Leaving your kids to the Lord sounds right, but actually doing it is painful.
Dedicating your kids to the Lord happens in prayer and practical acts of selflessness from the sleepless nights of infancy, through the struggle with the terrible twos and threes, through the years of homework help and self-image confusion and puberty-controlled emotions. And through all those phases of parenting there are actions we take as parents to very intentionally dedicate our kids to Jesus. We, as Paul Tripp said, shepherd our kids’ hearts through discipline and hugs, and self-sacrificing of our sleep, time and resources so they can sense the love of Christ in us, and follow him for themselves.
But then comes a time when putting your kids’ hand into the hand of Jesus means, letting go of their physical hands, of their choices, of their consequences. And this means just as intentionally as you pulled out that children’s Bible when they were three and sang Jesus Loves Me with them, you now intentionally practice at the mind and heart level the prayer and faith that actually hands them over to Jesus.
The thoughts of feeling unwanted and un-needed and the strong urge to grasp for some kind of hold on your kids that might satisfy that need you felt fill with joy when they used to crawl in your lap and put their tender hands on your face and tell you, “I wuv you momma,” cannot win at this stage of parenting. Just like the urge to ignore their need to hear about Jesus when they were three so you could watch Netflix could not dictate your actions then. And when I say you I mean me.

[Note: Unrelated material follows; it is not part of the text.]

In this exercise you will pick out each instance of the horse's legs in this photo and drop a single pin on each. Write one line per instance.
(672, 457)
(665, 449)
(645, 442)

The whole point of raising those men I’m raising (I’m not done yet), is to point them to Jesus. To place their hand in his. To launch them out into the world leaning on him, not me. And it feels like a breakup. But it’s not. It’s a critical stage of leadership, where the leader becomes a leader maker. And it’s that same stage lived out in motherhood when the mother becomes a woman in the life of a man she bore and raised, lifting him up, coming alongside him in the church, as he shepherds the heart of someone else to Jesus.
David and Jonathan shared a deep friendship. But when the time came where they had to part and they knew all kinds of scary things would separate their friendship, the Bible says Jonathan “strengthened” David’s hand in God (1 Samuel 23:15-17). The depth of their friendship wasn’t evidenced by their unrelenting grasp on each other. Their true friendship was evidenced by their desire to see the others’ hand placed in God’s hand, strongly!
It hurts. I’m crying a lot. And I’m sure I’m not doing it all right. But I am praying to the same God who heard Hannah and cared for Samuel, and heard me and has drawn my two teen sons to himself.
Please Lord, I am the woman who prayed and asked you for these children. And you gave them to me. From childhood I have dedicated them to you. They are dedicated to you still. Help me to strengthen their hand in yours.